Медвежатины хватило надолго, но вот дрова скоро кончились: и прежние запасы, и заготовленные хлысты сушняка. Аверьяныч перевез в интернат собственные — все до полешка. «Январь протянем, — прикидывал он, — там штакетник начнем палить, а потом?» Снова собрался в город, но тут наконец нагрянули лесорубы. Не вальщики, правда, а вальщицы — мужиков и в леспромхозе не оставалось, но зато целая бригада: со своими харчами, своими лошадьми и даже с сеном для лошадей, а главное — с бензиновой циркуляркой, которой можно было кряжевать бревна.
Женщины разместились было в интернате, но уже вечером стало ясно, что это ошибка, дети плакали, кричали наперебой: «Это моя мама», «Нет, моя», — просились на руки… Измученные вальщицы провели полночи в слезах и рыданиях. Пришлось переселить их в деревню, в пустующую Аверьянычеву избу. Отработали они неделю без продыху и уехали. Глядя на заваленный чурками двор, директор объявил: «Теперь не замерзнем».
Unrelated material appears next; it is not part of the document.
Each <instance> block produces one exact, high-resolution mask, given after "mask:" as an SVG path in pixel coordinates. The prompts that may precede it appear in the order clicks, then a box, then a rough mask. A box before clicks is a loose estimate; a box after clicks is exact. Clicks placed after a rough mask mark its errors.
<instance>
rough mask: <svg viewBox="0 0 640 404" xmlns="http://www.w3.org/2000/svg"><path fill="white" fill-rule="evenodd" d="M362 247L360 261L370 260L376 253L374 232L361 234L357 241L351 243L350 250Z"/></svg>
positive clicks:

Вскоре после Нового года нянечка получила очередное письмо: «Дедушка умер. Похоронила я его хорошо. В Колину рубашку одела. Помните, ту, с украинской вышивкой, почти неношеную. На кладбище свезла и даже колышек с дощечкой в землю заколотила, чтобы знать место, а то хоронят там всех вперемешку. Пишу я из Вологды. Меня эвакуировали сюда как тяжелораненую. Во время бомбежки завалило меня и перебило обе ноги. Хоть нынче я и без ног, но все плачу от счастья, что живая. Мама, страшное того, что я видела и перенесла в Ленинграде, быть ничего не может. После блокады и ад раем покажется. От Коли так весточки и не было, и про их корабль ничего узнать мне не удалось. Да теперь я Коле такая и не нужна. Лешенька писал шесть раз из Москвы, потом там наступление началось и что-то нет писем. Простите меня, мама, за все и прощайте. Адрес свой я вам сообщать не буду».
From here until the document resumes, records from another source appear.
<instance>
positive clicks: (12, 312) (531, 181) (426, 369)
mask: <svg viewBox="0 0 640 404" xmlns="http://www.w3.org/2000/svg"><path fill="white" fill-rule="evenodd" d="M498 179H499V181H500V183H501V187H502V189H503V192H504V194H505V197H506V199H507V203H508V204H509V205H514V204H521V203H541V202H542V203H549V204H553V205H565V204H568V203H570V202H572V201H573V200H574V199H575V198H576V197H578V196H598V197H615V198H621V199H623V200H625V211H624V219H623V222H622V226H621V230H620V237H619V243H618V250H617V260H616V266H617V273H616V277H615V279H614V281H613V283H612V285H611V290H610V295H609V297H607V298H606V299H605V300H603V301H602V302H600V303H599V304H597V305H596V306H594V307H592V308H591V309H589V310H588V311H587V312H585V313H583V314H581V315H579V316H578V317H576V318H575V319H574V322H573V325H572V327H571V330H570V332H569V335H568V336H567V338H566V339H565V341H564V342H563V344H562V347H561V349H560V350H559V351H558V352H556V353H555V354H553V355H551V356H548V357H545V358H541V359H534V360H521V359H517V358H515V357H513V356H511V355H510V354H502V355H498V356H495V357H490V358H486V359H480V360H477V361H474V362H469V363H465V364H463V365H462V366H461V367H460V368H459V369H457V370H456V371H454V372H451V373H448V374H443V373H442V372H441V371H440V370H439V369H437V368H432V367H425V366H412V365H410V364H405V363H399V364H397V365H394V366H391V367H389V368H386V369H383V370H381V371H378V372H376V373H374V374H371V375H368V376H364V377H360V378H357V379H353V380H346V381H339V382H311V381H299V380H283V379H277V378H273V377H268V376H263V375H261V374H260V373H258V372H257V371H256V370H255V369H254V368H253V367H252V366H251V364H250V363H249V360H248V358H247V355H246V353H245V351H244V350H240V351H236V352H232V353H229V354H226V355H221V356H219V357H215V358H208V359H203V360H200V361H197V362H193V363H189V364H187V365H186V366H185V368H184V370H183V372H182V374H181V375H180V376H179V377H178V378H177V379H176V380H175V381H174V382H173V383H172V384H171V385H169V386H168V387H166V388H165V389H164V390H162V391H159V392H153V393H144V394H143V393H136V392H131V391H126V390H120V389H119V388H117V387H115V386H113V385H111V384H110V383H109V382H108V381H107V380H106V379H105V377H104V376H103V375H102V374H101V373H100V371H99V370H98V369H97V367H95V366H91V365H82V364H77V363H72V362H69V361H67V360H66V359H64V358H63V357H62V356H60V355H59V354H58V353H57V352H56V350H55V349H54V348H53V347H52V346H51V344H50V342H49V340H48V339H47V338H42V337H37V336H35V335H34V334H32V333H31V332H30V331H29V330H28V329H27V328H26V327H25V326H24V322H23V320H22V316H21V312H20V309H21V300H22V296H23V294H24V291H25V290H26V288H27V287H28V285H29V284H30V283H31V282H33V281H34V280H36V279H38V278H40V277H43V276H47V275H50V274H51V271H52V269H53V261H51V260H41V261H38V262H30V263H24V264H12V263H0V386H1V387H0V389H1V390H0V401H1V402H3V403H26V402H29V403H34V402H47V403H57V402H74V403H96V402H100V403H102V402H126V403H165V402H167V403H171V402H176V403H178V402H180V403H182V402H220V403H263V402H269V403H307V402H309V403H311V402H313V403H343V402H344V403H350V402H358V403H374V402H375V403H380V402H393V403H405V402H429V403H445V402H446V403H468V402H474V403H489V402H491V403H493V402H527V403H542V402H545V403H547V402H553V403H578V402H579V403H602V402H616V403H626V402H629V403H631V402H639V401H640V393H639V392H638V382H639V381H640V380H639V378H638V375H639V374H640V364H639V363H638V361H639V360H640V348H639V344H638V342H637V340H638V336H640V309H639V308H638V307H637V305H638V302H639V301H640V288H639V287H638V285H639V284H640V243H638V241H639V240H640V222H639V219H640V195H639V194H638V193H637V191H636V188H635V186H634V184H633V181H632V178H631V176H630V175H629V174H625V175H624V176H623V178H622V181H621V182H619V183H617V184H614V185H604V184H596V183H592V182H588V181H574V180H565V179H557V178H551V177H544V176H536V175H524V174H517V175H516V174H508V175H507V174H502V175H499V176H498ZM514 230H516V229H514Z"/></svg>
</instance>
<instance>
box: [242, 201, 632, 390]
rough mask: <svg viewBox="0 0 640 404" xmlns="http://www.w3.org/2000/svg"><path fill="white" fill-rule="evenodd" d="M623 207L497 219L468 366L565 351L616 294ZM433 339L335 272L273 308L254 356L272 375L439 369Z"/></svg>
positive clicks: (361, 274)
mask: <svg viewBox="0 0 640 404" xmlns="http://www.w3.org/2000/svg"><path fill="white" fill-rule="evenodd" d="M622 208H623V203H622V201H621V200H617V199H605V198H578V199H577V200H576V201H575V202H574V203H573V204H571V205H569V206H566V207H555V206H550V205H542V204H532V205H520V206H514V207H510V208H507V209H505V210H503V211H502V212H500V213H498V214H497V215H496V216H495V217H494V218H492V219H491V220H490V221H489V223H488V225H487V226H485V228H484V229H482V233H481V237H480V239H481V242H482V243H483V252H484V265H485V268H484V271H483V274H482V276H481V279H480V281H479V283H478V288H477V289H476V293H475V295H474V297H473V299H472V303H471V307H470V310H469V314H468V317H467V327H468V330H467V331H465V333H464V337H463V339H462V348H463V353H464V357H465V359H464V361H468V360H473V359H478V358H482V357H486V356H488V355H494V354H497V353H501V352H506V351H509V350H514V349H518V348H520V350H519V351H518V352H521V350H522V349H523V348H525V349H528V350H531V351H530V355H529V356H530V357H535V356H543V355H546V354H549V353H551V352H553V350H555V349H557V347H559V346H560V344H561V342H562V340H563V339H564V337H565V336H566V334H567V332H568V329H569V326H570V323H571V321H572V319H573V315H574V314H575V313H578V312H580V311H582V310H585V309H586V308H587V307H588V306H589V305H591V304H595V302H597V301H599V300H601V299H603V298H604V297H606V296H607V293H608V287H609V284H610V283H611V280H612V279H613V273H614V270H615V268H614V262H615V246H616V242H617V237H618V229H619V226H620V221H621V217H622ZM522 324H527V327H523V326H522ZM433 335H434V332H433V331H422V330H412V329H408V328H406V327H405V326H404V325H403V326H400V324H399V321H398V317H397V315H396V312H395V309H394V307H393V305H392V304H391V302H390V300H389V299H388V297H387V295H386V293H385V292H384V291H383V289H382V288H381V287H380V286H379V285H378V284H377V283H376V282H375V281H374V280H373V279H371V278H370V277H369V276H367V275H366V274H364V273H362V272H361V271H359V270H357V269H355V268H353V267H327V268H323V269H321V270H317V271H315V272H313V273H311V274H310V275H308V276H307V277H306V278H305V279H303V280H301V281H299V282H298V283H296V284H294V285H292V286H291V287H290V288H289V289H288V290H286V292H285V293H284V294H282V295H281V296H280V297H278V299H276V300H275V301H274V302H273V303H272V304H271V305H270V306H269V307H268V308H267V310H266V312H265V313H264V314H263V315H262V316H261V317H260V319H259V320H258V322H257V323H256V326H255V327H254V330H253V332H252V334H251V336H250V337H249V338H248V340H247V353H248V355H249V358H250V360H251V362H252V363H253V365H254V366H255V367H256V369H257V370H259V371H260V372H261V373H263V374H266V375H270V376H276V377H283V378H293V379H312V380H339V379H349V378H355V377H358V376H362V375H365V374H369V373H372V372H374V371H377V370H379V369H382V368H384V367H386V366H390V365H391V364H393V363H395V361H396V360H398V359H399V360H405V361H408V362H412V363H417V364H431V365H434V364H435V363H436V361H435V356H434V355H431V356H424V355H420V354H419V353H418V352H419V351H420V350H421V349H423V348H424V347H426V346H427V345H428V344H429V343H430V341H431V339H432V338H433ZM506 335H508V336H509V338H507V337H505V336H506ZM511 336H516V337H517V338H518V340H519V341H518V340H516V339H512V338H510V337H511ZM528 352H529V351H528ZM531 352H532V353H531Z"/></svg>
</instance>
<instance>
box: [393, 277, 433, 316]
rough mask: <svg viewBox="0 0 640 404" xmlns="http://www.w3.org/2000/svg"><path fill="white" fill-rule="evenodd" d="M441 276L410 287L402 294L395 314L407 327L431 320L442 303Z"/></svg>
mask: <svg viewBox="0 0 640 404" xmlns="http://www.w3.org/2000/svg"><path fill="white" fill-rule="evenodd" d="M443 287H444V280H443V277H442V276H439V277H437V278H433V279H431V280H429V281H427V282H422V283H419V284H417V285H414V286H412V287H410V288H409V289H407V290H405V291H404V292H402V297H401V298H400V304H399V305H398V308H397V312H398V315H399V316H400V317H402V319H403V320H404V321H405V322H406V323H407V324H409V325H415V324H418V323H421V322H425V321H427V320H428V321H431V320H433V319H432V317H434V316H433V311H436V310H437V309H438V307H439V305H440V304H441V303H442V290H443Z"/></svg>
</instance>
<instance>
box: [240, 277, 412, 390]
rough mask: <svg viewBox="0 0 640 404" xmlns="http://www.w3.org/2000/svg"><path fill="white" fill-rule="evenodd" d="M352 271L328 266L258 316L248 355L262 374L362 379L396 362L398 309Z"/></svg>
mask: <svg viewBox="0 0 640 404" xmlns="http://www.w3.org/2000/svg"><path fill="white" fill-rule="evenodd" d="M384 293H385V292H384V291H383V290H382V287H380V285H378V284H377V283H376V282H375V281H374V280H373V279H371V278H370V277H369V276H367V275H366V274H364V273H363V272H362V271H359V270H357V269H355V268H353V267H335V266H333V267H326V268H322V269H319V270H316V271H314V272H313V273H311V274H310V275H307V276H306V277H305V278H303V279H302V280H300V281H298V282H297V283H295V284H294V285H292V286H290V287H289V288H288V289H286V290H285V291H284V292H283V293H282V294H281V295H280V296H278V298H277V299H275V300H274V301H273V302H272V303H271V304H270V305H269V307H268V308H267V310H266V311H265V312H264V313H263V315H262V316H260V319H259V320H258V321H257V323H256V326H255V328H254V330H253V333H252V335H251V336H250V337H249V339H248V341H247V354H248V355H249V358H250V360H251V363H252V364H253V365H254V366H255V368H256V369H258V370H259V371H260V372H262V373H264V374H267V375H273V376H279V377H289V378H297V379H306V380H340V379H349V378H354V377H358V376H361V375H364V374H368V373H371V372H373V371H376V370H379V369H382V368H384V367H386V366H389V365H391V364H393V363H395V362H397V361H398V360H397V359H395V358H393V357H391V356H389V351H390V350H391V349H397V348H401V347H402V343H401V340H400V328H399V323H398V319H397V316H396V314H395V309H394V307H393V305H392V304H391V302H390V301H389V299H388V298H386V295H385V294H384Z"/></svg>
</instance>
В конце января докторша ездила на станцию, получила медикаменты, и у Аверьяныча вновь появился обменный фонд, с помощью которого он сумел полностью укомплектовать интернат теплой одеждой и валенками. Но все, конечно, было новым, не все — нужных размеров, и взрослые теперь по ночам шили, кроили, штопали. «Покрепче, главное, наставлял директор. — Пусть не так баско, но покрепче — нам долго еще тут куковать». Сам он подшивал валенки.
Брат писать еще не умел, он нарисовал отцу поздравительную открытку: танк со звездой. На обороте сестра написала: «Дорогой папочка! Поздравляем тебя с Днем Красной Армии! Желаем перебить всех фашистов! Я сочинила стихотворение: «Жду тебя, и ты вернись, только очень жду…» Заканчивалось стихотворение словами: «Просто я умела ждать, как никто другой». Спустя время пришел ответ: «Хорошие вы мои, дорогие! За поздравление спасибо. За «стих», если вернусь, выпорю», — вот и все, что было в конверте со штемпелем «просмотрено военной цензурой».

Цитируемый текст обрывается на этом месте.